The SU is meant to represent student interests, but how effectively does it do this? Varsity Stock Photos

Two weeks ago (at the time of writing) I emailed the Cambridge Students’ Union for a comment on their campaign for the university to move all non-essential teaching online. I wanted to know about their consultations with JCRs and what had motivated their polarising decision. Despite the fact that SU sabbatical officers are paid to respond to queries like mine, I still haven’t heard back. I was never optimistic anyway, as I am still waiting for a response to an email sent last year about another matter.

I am one of the 20,000 students whom the SU purports to represent. I’ve never felt this let down by any other professional institution. In my time at Cambridge, I’ve watched them dramatically mismanage an election, tell disabled students not to access resources during the strikes, and attempt to restrict access to mental health support. Thankfully the SU pulls off more U-Turns than the current government but, like the government, their credibility lies in tatters.

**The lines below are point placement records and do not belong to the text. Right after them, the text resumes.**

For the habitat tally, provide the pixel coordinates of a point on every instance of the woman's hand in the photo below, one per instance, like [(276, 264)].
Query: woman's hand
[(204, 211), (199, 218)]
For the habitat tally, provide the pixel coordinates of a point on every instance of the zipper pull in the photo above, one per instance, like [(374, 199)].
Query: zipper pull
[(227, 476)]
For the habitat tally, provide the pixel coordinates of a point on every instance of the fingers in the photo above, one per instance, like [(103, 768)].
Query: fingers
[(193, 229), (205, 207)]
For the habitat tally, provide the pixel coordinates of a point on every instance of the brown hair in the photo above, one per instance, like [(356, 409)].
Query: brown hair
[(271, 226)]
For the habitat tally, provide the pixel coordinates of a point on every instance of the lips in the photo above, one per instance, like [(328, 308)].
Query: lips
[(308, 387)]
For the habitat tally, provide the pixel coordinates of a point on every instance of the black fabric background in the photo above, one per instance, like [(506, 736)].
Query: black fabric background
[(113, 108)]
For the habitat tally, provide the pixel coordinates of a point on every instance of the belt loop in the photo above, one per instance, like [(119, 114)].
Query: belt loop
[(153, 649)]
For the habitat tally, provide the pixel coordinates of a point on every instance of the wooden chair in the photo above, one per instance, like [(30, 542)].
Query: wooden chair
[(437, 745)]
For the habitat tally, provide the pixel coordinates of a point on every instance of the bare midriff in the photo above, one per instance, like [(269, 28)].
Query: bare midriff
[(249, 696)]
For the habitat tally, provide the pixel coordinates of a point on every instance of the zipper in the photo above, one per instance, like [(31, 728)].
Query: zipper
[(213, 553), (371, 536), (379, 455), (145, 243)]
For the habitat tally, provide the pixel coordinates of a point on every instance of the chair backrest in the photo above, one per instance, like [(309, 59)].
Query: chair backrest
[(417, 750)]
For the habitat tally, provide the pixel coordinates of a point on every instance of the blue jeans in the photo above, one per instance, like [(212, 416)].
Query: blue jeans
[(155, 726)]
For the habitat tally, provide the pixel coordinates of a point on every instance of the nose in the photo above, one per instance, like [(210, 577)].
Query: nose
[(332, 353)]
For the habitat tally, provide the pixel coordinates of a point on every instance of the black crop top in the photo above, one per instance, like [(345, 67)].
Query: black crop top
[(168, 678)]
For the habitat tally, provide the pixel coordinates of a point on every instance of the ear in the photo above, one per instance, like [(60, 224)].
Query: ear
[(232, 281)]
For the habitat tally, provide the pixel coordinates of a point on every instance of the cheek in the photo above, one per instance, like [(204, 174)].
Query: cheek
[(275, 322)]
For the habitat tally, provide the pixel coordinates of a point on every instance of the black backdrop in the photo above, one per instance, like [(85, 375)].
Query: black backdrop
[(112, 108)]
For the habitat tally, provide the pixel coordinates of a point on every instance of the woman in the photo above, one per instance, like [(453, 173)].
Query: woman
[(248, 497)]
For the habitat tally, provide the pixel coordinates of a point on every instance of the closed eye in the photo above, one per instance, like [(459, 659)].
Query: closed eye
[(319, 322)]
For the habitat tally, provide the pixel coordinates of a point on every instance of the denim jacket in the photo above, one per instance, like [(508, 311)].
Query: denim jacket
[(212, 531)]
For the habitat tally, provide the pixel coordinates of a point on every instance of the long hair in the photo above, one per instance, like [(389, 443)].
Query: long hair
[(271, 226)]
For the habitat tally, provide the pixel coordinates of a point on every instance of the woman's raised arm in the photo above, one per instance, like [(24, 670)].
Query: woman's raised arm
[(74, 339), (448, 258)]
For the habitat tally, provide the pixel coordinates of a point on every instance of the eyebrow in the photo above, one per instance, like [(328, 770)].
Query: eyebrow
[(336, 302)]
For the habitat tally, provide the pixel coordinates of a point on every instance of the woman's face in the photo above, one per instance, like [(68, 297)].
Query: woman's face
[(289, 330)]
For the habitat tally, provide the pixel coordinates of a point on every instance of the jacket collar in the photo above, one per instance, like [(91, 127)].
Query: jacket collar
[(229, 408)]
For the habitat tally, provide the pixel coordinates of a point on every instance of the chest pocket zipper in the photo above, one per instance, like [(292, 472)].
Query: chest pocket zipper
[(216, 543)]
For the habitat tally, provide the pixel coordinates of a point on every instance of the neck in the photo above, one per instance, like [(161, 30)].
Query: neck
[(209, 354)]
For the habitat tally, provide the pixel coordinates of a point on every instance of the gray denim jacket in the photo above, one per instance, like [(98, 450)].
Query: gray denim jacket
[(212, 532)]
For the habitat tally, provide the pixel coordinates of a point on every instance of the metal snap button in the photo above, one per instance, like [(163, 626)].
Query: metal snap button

Which brings us to their recent call ‘for all non-essential teaching to be moved online, acknowledging that for as long as the University commits to face-to-face teaching as the preferred mode of delivery, it will neglect to adequately develop the online teaching which is currently crucial to students’ education. Another online term would be terrible for students’ mental health, and for our academic experience at Cambridge overall, particularly given how capricious Eduroam is.

Last year a referendum was held with weeks of campaigning and the participation of 4,289 voters on ‘NewSU’. But on the fundamental question of how students will be taught this year, the SU felt that a similar level of consultation is not necessary.

“This isn’t the first time the SU has failed to represent the interests of its students”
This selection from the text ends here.